Engineering simulation part 1 – All models are wrong
George Box (18 October 1919 – 28 March 2013) was a British statistician who worked in the fields of design-of-experiments, time series analysis, quality control and Bayesian interference. Without him we wouldn’t have Response Surface models, or this classic aphorism:
“Remember that all models are wrong; the practical question is how wrong do they have to be to not be useful.” [1]
The most pragmatic of attitudes that confronts an academic approach to simulation accuracy with the realities of industrial engineering timescales.
The challenges of engineering simulation, the application of physics based predictive models to virtually prototype proposed product or process designs, might well be better addressed by taking Box’s comments to heart.
What is Meant by ‘Models’?
A model is an abstraction, from the Latin modulus, a measure. It’s a representation of reality that isn’t that exact reality, but purports to be so.
René Magritte’s ‘The Treachery of Images’ painting of a pipe is just that, a painting, but not the pipe itself. It indeed isn’t a pipe, despite outward appearances. But it still has utility in that it’s obvious to anyone looking at it that it represents a pipe, even if it doesn’t explain its purpose or function.
Engineering simulation models are just the same. They intend to represent reality to the extent where some useful insight might be garnered, even though the models themselves are not ‘real’. Why take such a modelling approach? It’s much cheaper, quicker and easier to create an engineering simulation representation of, for example, a Gen IV Sodium fast reactor to determine its functional compliance than it would be to build and test a physical prototype. Same holds true for any product, or process, that is being designed.
Could you design something without employing simulation? Of course, but likely you’d still use your intuition, which is just your brain doing some simulation based on your experience of physical reality.
A Digital Twin engineering simulation model is the counterpart to its Physical Twin. The former may be conceived of even before the latter is born, co-exist with it during its manufacture and operation and even monitor its health all the way to its retirement. The ongoing digitalisation of our reality will entail the creation of Digital Twins of all worldly physical assets, be it our cars, phones, houses, cities or even our own bodies. Such Digital Twins would allow us to understand, predict, monitor and inform the behaviour of their physical analogues in a way that we haven’t fully exploited to date.
And it’s not as if we haven’t been prosecuting a modelling approach throughout human history. The first Mesolithic human to name his friend ‘Bob’ (and thus model him via an abstract linguistic association) could well have been the first modeller/artist by abstracting his friend to a name. We’ve just become much better at doing that in the subsequent 10000 years.
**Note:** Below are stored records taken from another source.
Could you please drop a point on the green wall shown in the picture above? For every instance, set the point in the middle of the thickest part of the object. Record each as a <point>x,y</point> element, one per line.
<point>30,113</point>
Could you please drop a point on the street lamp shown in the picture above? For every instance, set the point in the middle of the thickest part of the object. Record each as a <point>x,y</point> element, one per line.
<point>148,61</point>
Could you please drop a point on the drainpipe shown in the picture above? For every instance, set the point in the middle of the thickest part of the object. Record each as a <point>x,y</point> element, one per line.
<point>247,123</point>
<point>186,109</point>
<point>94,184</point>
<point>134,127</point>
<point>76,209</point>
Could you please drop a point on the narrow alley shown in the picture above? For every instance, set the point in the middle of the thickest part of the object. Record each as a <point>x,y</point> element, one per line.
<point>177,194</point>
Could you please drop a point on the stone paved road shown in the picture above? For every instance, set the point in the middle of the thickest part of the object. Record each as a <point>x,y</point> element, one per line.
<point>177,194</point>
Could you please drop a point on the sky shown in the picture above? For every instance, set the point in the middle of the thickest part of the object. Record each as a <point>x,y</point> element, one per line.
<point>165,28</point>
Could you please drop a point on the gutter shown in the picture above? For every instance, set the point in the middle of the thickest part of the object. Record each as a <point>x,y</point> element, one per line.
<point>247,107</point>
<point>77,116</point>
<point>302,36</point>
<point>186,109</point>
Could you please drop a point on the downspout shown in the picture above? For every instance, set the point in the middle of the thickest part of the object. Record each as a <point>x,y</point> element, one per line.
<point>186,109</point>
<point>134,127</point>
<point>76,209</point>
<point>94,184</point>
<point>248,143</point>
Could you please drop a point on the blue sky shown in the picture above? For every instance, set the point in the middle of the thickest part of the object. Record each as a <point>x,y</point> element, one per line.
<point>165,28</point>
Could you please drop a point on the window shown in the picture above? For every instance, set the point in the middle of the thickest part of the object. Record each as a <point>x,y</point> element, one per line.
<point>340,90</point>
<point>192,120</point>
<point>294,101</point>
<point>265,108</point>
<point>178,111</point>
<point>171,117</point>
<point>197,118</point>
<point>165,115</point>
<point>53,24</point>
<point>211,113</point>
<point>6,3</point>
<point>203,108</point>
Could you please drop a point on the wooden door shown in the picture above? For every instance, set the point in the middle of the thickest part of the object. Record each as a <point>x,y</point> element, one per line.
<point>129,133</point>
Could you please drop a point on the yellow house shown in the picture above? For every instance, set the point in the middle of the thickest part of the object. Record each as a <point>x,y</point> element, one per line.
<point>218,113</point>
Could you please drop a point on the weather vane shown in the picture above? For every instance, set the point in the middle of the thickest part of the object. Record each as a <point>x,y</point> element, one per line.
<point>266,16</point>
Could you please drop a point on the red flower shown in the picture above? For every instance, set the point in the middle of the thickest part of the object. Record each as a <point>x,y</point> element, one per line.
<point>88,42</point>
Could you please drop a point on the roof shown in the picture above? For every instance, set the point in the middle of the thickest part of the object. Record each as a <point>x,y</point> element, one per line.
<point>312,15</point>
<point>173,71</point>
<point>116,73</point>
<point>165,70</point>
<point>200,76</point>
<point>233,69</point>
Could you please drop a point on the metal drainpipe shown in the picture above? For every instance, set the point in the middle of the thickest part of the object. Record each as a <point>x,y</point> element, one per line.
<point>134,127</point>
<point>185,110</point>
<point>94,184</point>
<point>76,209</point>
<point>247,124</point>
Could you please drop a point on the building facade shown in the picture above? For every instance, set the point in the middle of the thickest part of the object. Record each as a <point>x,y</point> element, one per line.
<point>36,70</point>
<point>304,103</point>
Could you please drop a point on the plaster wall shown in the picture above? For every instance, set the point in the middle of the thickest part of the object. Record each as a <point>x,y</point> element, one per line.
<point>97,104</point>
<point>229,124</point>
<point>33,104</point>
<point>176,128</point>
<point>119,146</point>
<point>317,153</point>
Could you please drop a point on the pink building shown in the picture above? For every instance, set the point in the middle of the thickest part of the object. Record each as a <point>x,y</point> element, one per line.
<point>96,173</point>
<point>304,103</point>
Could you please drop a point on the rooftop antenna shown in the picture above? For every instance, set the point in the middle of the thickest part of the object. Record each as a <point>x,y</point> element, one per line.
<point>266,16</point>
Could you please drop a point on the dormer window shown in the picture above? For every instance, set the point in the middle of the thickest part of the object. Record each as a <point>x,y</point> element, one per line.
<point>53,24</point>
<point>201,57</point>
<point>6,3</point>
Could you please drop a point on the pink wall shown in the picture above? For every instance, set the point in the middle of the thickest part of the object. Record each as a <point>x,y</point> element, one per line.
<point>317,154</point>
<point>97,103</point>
Still ‘Bob’ wasn’t Bob, it was just a way of describing Bob. And although it is said a picture paints a thousand words, so can a phrase: ‘Induction motor’ is easy to say, but would require reams of words to explain.
What is Meant by ‘Wrong’?
‘Bob’ as a name was wrong because it wasn’t Bob himself. But it was still useful, it conjured up the image and sense of Bob as a person. It had utility. But what if someone called him ‘Bobby’? Not exactly true, but still kind of relatable. What if someone called him ‘Prometheus’? Still a name of a human, but the wrong human.
Considering that all models are wrong, by definition, the question then is ‘how wrong can the model be and still be useful?’. The real challenge of Engineering Simulation is in determining the level of error and from that, determining its utility. As an aside, being wrong, knowing why it’s wrong, is itself the best form of learning:
“Failure is instructive. The person who really thinks learns quite as much from his failures as from his successes.” John Dewey
How Might an Engineering Simulation Model be Wrong?
Actually, that’s a badly formed question. As if by understanding the ‘how’, we might assume that those errors could be resolved, wrong! Point being, that regardless of effort, the model will always be wrong to a varying degree. But still, what are the possible sources of error that could be addressed (Epistemic uncertainty) and ones that will always be unknowable (Aleatoric uncertainty)?
Here the authors rely on their 3D discretised CAE background to propose the following, admittedly incomplete, list:
- Epistemic (that which you could control, but might not):
- Mesh. An art to many, but a science nevertheless. Too coarse in regions of high spatial gradient, then some level of numerical diffusion will be imposed, especially for convective CFD. Same is true in the temporal domain.
- Material properties. Be they related to thermal conductivity, Young’s modulus, Poissons’ ratio, temperature dependent coefficient of viscosity, magnetisation etc., the material properties assumed will likely not be those that are used in product.
- Boundary Conditions. Classically those conditions that are set at the periphery of your computational domain linking the space that you model with the surrounding space that you do not. Whether it’s an assumed constant Pressure BC, a constant Heat Transfer Coefficient, a constant Temperature, chances are that your decisions as to where to impose those BCs do not match their applicability in reality.
- Input Conditions. All the other model definition parameters: Powers, Flow Rates, Temperatures, Currents… You’ll be informed of these values by the other engineering disciplines within your organisation or you’ll have to assume them from datasheet values, but that’s no guarantee that they’ll be ‘correct’.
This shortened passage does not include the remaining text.